Her shrine features remnants from the chapel, scavenged objects from Boston Harbor and its islands. Molteni clarified that, “Ruina Avem Maris’ simultaneously manifests an immortalizing flight and mournful burial at sea, echoing the mantra “as above so below.”
She added that she hopes viewers do not just passively look at her shrine, but engage with it.
“I hope they feel a flutter in their belly or a pulsing in their eyes. When I look at artwork I’m inspired by, I get hungry for my own work right then and there. Like I’ll be magnetized to the piece and itching to get back to my studio. I guess I hope the piece inspires its viewer to engage more deeply with whatever they are passionate about when they go home to their own studios, shrines, spaces,” Molteni said.
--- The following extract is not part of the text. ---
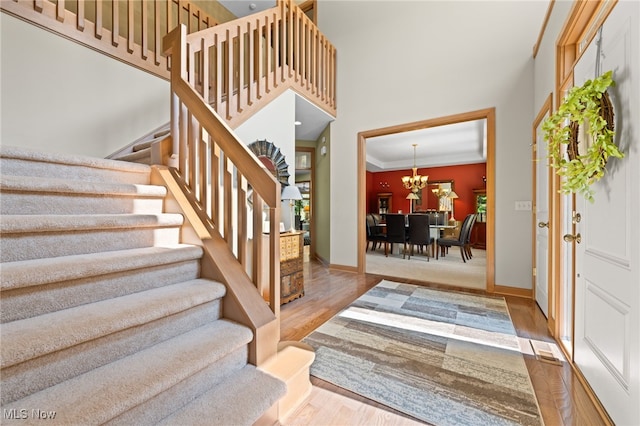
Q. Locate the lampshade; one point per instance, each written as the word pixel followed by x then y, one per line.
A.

At the show opening, participants had the opportunity to create shrines of their own. Facilitated by Holly Czapski, Owner/Designer at Mac&Craft, participants made shrines out of empty cereal and cracker boxes, decorating them with markers and images cut from magazines and old books. The participatory component in art is empowering, Czapski noted.
Recalling the event, Czapski spoke about the power of collective art making. “As to what people get out of participatory art, I would say: agency and empathy. I think most people think they can’t make art. They can enjoy it at museums but, like shoes, it isn’t something normal people can make themselves,” She affirmed. “So the experience of making art and crossing that divide is empowering. The flip side is once you’ve tried to make art, you start to understand what’s involved. So the experience of making art in turn makes you a more empathetic art viewer.”